Estados e municípios terão papel direto
As Secretarias Estaduais de Saúde deverão indicar uma referência técnica para o Bolsa Família na área da saúde, apoiar os municípios, qualificar os dados e divulgar mensalmente resultados consolidados do acompanhamento.
Já os municípios e o Distrito Federal terão a responsabilidade de organizar o trabalho das equipes de Atenção Primária, registrar as informações, orientar as famílias, mobilizar beneficiários e encaminhar situações de vulnerabilidade ao Centro de Referência de Assistência Social (CRAS), quando necessário.
A portaria também reforça a atenção às famílias indígenas. Nos casos de povos indígenas aldeados, o monitoramento das condicionalidades será feito pela Secretaria de Saúde Indígena, por meio dos Distritos Sanitários Especiais Indígenas, em articulação com a Fundação Nacional dos Povos Indígenas e os municípios.
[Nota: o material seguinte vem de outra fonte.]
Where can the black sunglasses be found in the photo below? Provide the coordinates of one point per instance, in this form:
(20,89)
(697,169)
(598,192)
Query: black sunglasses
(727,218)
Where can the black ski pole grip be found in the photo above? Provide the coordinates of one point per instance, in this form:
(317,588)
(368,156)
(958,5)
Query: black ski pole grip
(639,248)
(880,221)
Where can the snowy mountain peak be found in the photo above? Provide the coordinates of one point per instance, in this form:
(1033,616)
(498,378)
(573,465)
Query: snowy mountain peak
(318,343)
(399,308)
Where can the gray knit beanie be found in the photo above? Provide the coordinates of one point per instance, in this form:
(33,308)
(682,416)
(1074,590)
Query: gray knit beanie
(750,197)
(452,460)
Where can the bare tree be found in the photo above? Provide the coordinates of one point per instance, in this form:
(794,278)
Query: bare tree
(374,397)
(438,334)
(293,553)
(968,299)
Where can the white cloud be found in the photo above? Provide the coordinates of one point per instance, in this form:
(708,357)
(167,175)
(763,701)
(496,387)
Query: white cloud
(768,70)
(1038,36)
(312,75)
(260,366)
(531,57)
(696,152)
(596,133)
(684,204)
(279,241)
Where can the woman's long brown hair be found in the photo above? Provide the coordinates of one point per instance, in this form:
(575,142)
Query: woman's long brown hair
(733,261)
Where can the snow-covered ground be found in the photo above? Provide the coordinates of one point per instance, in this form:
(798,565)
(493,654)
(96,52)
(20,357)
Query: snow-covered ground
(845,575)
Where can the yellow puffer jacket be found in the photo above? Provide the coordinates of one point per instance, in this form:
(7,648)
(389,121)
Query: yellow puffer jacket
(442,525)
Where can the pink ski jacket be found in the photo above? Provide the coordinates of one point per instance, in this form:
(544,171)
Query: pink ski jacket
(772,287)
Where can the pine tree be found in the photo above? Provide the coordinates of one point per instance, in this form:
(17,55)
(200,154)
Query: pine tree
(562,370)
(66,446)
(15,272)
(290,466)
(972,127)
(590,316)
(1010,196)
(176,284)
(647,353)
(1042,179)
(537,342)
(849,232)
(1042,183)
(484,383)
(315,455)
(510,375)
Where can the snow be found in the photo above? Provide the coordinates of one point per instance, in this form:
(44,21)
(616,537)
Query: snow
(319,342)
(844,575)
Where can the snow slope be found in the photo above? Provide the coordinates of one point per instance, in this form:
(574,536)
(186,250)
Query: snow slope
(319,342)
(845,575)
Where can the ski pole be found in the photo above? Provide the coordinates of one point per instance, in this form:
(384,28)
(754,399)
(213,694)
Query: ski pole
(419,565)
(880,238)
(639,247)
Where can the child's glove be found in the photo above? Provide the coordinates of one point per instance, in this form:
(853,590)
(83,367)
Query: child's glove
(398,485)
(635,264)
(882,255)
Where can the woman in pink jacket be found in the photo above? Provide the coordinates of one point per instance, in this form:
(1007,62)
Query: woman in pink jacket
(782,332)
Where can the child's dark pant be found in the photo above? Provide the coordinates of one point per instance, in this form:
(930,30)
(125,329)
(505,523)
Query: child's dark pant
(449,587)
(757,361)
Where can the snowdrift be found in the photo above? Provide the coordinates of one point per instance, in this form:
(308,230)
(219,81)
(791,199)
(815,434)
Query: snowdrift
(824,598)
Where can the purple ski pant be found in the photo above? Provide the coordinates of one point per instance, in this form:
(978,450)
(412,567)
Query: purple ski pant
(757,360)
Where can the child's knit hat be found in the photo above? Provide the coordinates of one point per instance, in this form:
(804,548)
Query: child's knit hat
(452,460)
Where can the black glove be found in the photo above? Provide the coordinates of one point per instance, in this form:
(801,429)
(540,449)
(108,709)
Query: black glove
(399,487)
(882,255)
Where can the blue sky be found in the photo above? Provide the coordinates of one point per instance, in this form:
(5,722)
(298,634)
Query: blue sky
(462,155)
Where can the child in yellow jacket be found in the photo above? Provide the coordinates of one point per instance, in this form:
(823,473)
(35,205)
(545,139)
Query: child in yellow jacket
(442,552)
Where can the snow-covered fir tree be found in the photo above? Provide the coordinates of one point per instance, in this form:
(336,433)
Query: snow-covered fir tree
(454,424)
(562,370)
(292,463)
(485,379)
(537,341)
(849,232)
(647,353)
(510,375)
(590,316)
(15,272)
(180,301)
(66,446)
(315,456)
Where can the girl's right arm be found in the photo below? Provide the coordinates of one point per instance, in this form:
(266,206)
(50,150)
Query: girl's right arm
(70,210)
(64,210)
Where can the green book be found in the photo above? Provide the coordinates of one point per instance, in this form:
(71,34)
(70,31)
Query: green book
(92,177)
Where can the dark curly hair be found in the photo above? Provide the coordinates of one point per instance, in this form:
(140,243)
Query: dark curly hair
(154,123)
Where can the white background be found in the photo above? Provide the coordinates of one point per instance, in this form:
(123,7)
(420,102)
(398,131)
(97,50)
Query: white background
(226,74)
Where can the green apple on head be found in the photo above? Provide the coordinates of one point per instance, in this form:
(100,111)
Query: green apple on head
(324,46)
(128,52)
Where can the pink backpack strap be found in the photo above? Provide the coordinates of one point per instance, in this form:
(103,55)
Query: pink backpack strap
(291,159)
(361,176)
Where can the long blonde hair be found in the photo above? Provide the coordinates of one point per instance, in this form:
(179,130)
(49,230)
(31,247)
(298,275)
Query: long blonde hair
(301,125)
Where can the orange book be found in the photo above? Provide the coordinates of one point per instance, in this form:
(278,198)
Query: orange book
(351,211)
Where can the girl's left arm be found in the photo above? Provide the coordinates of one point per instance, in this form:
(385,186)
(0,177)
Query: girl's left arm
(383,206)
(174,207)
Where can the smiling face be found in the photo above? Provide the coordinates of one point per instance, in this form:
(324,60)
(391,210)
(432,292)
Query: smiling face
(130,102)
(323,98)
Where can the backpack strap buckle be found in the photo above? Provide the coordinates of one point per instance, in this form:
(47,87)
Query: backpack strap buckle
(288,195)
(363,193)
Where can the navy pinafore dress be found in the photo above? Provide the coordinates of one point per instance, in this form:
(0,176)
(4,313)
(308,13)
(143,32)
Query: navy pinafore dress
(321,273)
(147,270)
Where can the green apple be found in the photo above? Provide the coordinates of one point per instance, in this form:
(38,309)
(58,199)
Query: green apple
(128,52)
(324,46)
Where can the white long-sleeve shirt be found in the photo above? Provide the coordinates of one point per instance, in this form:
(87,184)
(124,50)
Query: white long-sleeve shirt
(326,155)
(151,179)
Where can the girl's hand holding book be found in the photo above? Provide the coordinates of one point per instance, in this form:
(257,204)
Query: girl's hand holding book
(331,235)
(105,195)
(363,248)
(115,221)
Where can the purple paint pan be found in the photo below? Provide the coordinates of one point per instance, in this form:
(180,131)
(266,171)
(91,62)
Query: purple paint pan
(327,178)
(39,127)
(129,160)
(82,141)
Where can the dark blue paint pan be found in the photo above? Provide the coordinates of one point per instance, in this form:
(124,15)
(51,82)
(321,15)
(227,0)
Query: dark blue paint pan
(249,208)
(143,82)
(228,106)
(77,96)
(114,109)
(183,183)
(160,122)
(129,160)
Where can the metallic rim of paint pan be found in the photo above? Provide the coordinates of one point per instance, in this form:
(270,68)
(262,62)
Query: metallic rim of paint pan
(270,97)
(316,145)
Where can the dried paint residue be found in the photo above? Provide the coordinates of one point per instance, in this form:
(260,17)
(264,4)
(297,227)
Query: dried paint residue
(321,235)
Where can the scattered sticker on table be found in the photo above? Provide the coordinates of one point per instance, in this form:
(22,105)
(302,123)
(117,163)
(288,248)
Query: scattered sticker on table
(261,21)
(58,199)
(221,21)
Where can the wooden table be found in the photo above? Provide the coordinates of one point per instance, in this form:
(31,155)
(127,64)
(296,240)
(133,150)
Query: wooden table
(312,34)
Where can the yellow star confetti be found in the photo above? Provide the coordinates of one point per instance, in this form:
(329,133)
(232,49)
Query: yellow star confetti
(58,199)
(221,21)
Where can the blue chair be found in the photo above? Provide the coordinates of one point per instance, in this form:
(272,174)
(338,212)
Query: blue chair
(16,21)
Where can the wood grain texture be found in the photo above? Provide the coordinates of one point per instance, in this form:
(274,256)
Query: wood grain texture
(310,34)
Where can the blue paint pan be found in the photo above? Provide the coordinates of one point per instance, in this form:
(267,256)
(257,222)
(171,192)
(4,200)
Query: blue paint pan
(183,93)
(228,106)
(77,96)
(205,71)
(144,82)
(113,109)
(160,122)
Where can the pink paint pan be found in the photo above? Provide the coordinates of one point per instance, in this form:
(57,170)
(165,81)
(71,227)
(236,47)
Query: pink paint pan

Famílias devem manter dados atualizados
Para as famílias beneficiárias, a principal orientação é manter o Cadastro Único atualizado e comparecer aos serviços de saúde quando houver solicitação ou acompanhamento previsto. Gestantes, crianças e responsáveis familiares devem ficar atentos às orientações da unidade de saúde do território.
Caso sejam identificadas divergências cadastrais entre os dados do CadÚnico e as informações usadas pelo sistema de saúde, os beneficiários deverão procurar o setor responsável pelo cadastro no município para regularizar os dados.
Portaria revoga norma anterior
A Portaria Interministerial MDS/MS nº 38 revoga a Portaria Interministerial MC/MS nº 19, de 13 de maio de 2022, e passa a valer a partir da data de publicação. O ato foi publicado no Diário Oficial da União, edição 99, seção 1, página 43.
A norma é assinada por José Wellington Barroso de Araújo Dias, ministro do Desenvolvimento e Assistência Social, Família e Combate à Fome, e por Alexandre Rocha Santos Padilha, ministro da Saúde.
Fonte: Diário Oficial da União, edição de 28 de maio de 2026.